Have you heard someone say “the DOW is up 250 points today”? Or that is a specific stock has gone up $10 in the last year?
Well that sounds great, but how the heck am I supposed to know that that means without knowing where it started?
In the words of Einstein, it’s all relative.
What was the DOW at before and what is it now? What is the ratio or percent change?
It’s All About the Ratios Baby
Let’s look at an example to see why this is important. Let’s say you purchased 1 share of Dingle Enterprises at $10,000. And lucky you, it goes up 50 points!
Sweet, you made $50 with no work at all! But is that a good return?
Obviously you have to evaluate it based on how much money you originally put in … in this case your return was half a percent. Not so exciting now.
When we are evaluating rental properties, we won’t deal in absolutes (only a Sith deals in absolutes). We have to look at the ratios – in this case the rent to purchase price.
Look at Zillow for a home in your area and let’s evaluate if it would be a good rental. Here is one in my part of San Francisco. Every property has a Zestimate, which is the estimated sale price, and a Rent Zestimate, which is the estimated rent. Those numbers aren’t all that accurate, but they can give us an idea of the ratios.
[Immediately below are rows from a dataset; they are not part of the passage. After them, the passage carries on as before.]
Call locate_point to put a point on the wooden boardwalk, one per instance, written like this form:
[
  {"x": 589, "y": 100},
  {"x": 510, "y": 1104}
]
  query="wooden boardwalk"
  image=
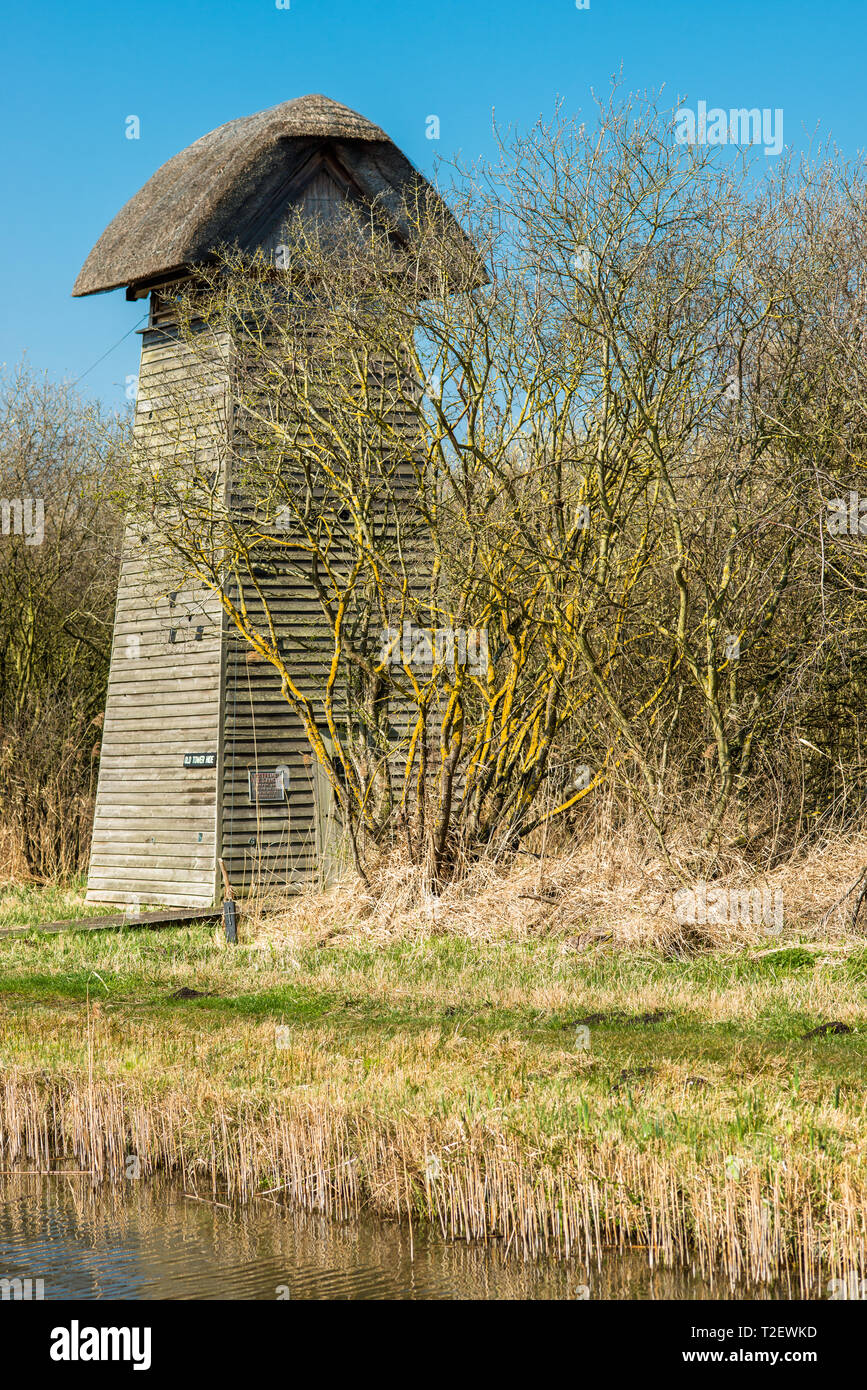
[{"x": 117, "y": 920}]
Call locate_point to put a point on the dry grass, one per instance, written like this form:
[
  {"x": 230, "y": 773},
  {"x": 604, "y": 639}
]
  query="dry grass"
[
  {"x": 607, "y": 888},
  {"x": 354, "y": 1052}
]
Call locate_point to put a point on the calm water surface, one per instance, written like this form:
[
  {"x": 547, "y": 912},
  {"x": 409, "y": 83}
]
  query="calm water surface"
[{"x": 147, "y": 1241}]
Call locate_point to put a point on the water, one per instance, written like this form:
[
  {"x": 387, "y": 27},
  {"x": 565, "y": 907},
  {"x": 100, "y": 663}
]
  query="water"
[{"x": 143, "y": 1241}]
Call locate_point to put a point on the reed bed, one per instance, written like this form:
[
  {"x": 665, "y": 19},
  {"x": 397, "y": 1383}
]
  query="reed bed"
[
  {"x": 359, "y": 1054},
  {"x": 474, "y": 1186}
]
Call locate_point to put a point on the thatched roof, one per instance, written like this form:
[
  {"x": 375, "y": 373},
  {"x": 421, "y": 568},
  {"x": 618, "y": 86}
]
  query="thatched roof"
[{"x": 223, "y": 188}]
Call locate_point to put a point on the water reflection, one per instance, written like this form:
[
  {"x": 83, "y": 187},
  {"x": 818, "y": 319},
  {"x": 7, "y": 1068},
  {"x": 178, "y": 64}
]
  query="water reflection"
[{"x": 152, "y": 1241}]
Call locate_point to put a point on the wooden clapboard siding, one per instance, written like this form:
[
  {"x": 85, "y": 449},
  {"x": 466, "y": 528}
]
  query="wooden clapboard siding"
[{"x": 154, "y": 831}]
As of the time of this writing, the numbers for this property are $1,091,542 and $4,500.
Don’t be the idiot that says “wow, I get paid $4,500 every month for doing nothing? Awesome!” The ratio of rent to purchase price is 0.41%.
Or to put it another way, the monthly rent is about 1/243rd of the purchase price.
Ok, now let’s look at a random property in a market I would potentially invest in. Here is one in Atlanta. The Zestimate is $104,430 and the Rent Zestimate is $1,110.
The ratio for this is 1.05%. The monthly rent is about 1/95th of the purchase price.
Wow, see that difference? In terms of ratios, it is a 2.5x improvement!
If you think I cherry-picked these examples, go ahead and take a look yourself. Look up a property in your area and see the rent to purchase price ratio.
Expensive markets will reliably be below 0.5%. Areas with potential for cash flow rental property investing are reliably over 1%.
There is More to Consider
Don’t be the idiot that just looks at the numbers though. The area has to have job growth and new people moving there.
But this is a quick way to eliminate markets from consideration. Especially if you live on the East or West Coast, you’ll see you should look out of state.
Also don’t be the guy who says “if I drive just 2 hours to Stockton then the ratios are just about .1%” (or insert any podunk “suburb” where people generally don’t want to live).
Really? So you want not quite as good of returns in a town that is miserable with poor job prospects so you can spend your weekends driving there to keep an eye on it? Uh ok.
Don’t be the person who says “ya but the appreciation is better in San Francisco”. It could be. Or it could crash. Sounds a lot like gambling – you will probably be just as good at timing which color the roulette ball is going to land on. And besides, over decades the appreciate will trend equal to the more boring linear markets that keep chugging along.
An Investment, Not a Part Time Job
The numbers told me to invest out of state. The properties are also way less money, so someone can get started with just $20k rather than $60k for the cheapest properties a couple hours away from me.
But the thing I like most is that it helps me approach my rental properties as an investment, not a part time job.
If my properties were local (or even a couple hours away), I would likely be the landlord and way more active in maintenance. This would certainly save some money, but would not set up for long term success.
All those hours of work would weigh upon me and make me hesitant to add to my portfolio. At some number of properties (4?) I would probably not want to purchase another because I’m already devoting enough time to it.
With the out of state investing, my rentals are much more passive. Yes there is still a little time required with the property managers, but it is more scalable. I am not afraid of the on-going time investment with 10 properties.
More passive with better returns? Sign me up!
What do you think? Have you found investing in your local area more appealing than out of state? What are the ratios like?